Methodology of ecoinvent 3

Methodology of ecoinvent 3

Why is the LCIA score of a certain product negative?

In most these cases, the production of materials and services creates a mix of burdens and credits. When a score is positive, like in most cases, the net effect is a damage on the environment.

However, in some cases, a score is negative, indicating that the credits are larger than the burdens. Several elements can explain a negative score.

Negative characterisation factors


Some substances are paired with a negative characterisation factor (CF). These substances are recognised for example to contribute to global cooling. In the case of CO2, some exchanges represent long-term carbon sequestration. In-depth explanation about this topic can be found in the LCIA implementation report, available in the file section of ecoQuery for the users with a licence.

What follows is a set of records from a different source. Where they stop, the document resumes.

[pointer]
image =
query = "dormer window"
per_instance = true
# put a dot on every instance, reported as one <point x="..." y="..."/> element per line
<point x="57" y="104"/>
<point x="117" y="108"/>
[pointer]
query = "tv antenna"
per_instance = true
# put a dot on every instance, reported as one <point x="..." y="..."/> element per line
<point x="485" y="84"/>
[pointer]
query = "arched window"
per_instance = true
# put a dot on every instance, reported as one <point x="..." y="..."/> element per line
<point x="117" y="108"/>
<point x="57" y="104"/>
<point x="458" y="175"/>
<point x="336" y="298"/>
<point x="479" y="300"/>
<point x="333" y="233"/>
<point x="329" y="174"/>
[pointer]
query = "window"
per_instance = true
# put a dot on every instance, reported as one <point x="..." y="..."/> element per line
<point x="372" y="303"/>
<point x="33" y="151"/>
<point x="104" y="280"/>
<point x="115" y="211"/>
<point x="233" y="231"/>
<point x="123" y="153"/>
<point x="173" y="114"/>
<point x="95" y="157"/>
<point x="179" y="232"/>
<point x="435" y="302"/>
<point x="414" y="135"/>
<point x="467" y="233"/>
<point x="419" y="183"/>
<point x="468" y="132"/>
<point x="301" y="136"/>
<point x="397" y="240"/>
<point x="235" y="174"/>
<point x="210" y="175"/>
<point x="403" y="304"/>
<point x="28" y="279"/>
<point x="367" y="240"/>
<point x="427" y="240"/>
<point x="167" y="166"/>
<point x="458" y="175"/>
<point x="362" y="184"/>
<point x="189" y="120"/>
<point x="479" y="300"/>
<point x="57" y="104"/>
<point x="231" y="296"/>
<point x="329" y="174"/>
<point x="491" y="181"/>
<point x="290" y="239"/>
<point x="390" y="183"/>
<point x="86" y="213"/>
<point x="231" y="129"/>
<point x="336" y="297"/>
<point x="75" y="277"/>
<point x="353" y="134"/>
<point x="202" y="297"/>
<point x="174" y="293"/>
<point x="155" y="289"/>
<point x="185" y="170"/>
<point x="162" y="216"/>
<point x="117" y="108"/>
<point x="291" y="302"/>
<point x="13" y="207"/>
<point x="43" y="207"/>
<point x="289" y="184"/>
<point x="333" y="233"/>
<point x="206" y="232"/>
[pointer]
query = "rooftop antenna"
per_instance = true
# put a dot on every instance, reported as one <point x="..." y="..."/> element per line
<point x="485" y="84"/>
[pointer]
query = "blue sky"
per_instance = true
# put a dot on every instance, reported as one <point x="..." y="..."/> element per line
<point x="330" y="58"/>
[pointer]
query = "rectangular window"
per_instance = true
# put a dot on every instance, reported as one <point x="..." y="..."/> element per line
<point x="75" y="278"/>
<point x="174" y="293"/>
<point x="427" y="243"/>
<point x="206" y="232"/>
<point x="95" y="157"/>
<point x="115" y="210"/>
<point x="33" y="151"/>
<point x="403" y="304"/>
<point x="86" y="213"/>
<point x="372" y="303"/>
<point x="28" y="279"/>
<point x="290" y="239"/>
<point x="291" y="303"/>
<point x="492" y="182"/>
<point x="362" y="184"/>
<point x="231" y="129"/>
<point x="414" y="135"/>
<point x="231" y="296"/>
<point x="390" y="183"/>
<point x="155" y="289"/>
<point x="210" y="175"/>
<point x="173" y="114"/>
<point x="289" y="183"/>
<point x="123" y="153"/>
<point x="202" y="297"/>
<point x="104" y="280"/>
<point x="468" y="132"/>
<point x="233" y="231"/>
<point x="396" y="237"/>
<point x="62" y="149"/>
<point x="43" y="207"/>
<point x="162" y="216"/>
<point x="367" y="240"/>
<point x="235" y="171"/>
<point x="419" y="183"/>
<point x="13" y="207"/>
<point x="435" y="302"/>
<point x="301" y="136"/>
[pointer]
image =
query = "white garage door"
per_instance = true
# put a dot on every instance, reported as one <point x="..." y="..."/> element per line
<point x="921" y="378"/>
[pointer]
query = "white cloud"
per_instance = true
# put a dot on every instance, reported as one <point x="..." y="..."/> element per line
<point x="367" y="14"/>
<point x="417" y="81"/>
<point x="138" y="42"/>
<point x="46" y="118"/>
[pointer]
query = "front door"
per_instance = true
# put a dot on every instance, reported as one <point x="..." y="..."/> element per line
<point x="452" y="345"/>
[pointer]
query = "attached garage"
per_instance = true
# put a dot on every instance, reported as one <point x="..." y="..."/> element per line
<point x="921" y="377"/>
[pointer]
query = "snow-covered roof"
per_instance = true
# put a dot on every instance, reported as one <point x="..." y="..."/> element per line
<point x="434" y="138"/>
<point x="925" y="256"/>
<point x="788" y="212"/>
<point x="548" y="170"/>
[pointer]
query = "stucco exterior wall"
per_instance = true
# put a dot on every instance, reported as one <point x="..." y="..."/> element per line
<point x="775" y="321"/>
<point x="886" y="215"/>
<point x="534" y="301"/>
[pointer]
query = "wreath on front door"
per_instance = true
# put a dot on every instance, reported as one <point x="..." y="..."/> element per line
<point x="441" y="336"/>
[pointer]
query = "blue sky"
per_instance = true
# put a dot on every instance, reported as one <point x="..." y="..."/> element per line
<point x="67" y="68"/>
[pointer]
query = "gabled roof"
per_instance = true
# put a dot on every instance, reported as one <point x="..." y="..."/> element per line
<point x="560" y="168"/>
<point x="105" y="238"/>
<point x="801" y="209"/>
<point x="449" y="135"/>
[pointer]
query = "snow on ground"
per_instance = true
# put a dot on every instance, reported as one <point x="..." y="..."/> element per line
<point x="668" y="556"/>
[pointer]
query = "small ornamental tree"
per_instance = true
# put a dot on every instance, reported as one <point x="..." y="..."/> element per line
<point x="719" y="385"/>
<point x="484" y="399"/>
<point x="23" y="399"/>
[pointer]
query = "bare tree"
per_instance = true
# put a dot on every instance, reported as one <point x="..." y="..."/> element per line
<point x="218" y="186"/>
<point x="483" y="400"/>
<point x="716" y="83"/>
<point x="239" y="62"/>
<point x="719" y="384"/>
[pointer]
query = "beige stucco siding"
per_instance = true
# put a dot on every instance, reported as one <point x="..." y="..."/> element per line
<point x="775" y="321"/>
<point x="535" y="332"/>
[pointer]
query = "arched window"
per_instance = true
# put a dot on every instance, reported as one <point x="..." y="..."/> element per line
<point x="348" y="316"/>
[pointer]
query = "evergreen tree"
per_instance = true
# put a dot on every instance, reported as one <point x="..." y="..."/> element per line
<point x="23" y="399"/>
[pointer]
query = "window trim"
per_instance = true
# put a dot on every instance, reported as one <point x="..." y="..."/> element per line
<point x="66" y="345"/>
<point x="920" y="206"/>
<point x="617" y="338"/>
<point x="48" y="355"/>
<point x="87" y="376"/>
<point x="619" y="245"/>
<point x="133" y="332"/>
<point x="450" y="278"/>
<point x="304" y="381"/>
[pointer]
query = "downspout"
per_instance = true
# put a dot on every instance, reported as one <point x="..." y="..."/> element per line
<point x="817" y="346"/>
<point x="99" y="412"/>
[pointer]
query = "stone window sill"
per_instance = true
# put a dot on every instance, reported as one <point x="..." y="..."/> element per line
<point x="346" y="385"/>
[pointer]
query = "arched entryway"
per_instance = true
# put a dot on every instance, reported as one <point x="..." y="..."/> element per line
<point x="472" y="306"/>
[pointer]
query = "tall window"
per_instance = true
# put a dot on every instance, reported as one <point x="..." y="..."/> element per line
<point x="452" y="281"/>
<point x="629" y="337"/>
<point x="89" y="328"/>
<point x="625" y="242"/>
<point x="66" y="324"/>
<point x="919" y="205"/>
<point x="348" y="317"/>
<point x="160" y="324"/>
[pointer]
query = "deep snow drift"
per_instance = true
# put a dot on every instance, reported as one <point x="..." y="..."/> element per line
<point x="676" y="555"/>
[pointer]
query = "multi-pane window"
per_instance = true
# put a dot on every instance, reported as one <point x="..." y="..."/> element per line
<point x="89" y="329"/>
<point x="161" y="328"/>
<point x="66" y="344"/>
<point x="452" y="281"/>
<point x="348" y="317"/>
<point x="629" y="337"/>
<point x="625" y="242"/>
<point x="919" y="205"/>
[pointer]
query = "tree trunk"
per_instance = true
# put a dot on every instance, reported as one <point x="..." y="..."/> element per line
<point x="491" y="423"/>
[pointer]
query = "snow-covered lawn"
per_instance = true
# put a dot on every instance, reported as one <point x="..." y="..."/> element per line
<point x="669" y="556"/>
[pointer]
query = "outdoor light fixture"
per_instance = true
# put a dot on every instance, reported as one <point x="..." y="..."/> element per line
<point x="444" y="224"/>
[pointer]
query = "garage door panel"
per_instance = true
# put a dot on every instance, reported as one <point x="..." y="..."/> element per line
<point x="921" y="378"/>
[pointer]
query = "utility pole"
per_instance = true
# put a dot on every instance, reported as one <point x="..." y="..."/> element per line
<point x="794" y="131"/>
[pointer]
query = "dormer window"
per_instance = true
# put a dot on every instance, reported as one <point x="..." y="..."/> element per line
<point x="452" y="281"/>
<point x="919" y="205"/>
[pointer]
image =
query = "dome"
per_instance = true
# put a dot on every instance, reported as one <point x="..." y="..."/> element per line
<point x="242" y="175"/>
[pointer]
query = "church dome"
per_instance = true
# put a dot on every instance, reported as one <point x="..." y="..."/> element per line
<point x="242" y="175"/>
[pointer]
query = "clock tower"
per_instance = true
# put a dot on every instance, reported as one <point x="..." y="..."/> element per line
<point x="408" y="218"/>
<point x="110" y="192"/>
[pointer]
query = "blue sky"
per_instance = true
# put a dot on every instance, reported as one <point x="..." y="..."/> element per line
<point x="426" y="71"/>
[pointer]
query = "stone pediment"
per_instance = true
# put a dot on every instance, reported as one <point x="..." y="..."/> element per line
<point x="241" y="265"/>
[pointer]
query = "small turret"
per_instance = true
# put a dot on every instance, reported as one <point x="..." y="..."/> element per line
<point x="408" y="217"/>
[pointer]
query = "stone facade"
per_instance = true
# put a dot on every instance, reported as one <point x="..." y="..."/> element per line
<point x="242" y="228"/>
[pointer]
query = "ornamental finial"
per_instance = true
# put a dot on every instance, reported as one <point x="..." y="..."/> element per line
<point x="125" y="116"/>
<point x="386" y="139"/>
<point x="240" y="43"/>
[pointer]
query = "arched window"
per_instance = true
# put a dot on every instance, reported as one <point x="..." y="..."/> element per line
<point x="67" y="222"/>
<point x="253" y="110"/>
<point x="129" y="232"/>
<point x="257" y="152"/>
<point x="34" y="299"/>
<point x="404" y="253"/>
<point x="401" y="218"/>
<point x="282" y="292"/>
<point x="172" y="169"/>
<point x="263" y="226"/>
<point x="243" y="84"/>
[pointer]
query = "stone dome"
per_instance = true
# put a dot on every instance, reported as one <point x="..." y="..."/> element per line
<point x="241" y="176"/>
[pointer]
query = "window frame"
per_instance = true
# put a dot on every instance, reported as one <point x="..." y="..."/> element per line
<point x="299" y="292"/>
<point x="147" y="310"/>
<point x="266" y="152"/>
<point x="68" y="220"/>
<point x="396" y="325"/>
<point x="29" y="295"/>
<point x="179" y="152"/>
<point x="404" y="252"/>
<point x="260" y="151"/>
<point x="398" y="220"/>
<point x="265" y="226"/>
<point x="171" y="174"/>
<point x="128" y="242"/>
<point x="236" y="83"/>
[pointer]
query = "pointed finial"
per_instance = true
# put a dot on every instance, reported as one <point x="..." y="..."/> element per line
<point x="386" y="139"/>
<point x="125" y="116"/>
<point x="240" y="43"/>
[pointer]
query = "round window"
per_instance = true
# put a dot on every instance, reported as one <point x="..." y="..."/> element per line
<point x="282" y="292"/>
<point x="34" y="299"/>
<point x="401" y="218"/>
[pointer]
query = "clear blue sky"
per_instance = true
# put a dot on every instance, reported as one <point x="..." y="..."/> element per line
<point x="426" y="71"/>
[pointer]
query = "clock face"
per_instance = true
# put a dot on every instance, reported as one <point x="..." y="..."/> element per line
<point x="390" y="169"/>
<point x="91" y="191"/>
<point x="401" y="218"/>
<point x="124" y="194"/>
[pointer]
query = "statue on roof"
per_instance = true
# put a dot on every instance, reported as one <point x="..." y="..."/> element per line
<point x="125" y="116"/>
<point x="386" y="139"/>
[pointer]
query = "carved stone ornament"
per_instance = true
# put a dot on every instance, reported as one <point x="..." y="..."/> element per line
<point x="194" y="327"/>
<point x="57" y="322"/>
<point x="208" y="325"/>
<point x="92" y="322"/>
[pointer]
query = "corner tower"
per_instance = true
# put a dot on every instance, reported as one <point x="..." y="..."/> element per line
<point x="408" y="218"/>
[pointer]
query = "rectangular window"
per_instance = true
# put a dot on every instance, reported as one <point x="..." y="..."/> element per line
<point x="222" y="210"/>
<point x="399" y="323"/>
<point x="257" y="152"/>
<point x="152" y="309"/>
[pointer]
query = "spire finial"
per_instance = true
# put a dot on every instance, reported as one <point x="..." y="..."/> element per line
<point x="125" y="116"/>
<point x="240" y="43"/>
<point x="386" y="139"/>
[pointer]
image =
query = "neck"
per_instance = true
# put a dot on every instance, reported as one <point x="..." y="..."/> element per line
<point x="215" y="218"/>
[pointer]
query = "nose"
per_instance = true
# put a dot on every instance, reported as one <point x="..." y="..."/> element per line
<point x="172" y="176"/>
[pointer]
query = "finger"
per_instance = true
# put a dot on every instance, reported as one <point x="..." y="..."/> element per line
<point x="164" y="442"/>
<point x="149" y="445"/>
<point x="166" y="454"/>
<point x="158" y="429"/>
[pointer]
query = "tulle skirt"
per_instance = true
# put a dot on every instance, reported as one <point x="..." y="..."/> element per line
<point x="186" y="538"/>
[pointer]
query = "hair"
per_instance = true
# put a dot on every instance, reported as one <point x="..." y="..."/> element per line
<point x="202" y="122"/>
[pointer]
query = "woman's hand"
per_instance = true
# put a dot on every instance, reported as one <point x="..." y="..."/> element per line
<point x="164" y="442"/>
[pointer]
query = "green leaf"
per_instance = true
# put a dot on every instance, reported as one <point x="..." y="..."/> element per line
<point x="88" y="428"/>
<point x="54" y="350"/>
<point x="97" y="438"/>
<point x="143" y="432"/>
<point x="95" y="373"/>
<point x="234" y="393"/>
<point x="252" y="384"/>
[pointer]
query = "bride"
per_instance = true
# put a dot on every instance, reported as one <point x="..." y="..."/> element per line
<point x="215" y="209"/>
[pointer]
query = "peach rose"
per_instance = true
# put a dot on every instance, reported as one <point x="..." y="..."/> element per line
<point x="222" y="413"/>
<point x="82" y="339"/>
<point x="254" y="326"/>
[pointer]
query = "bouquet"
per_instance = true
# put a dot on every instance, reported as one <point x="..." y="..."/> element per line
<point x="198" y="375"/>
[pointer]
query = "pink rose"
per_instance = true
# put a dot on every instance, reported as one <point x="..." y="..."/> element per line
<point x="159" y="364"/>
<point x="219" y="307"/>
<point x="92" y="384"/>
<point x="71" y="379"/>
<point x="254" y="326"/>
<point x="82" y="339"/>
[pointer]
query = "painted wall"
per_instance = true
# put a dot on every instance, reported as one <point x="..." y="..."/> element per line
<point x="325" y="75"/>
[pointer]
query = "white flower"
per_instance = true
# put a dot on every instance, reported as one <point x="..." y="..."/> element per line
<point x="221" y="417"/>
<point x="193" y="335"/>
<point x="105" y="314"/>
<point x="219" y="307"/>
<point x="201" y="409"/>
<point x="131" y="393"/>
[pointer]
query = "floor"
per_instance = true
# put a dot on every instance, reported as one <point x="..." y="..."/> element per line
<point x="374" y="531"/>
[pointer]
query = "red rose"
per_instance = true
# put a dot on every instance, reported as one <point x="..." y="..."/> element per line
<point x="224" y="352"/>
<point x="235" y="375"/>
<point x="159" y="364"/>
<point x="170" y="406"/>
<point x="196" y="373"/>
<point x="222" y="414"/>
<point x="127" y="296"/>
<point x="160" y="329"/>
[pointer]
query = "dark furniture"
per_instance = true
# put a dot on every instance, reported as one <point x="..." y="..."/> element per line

In the case of water impact assessment, for some methods, water consumed is characterised with a positive CF (water consumption has damaging effect), and water emitted has a negative CF (putting the water back to the environment is beneficial).

Avoided production

Depending on the way multi-output datasets are allocated, or if consequential modelling is applied, the production of a certain intermediate exchanges can result in the decrease of production of another. This avoided production, displayed in the scaling vector with a negative sign, will propagate to this dataset's contribution to the inventory.

Negative emissions

Some substances are emitted with a negative amount. This is the case for example of uptake of certain metal by crops.

It is not possible to guess the cause of a negative impact score. When confronted with this situation, just like any seemingly counterintuitive result in LCA, it is necessary to investigate by analysing the contribution of each unit process and elementary exchange to the final score. Software tools are usually designed to facilitate this kind of assessment.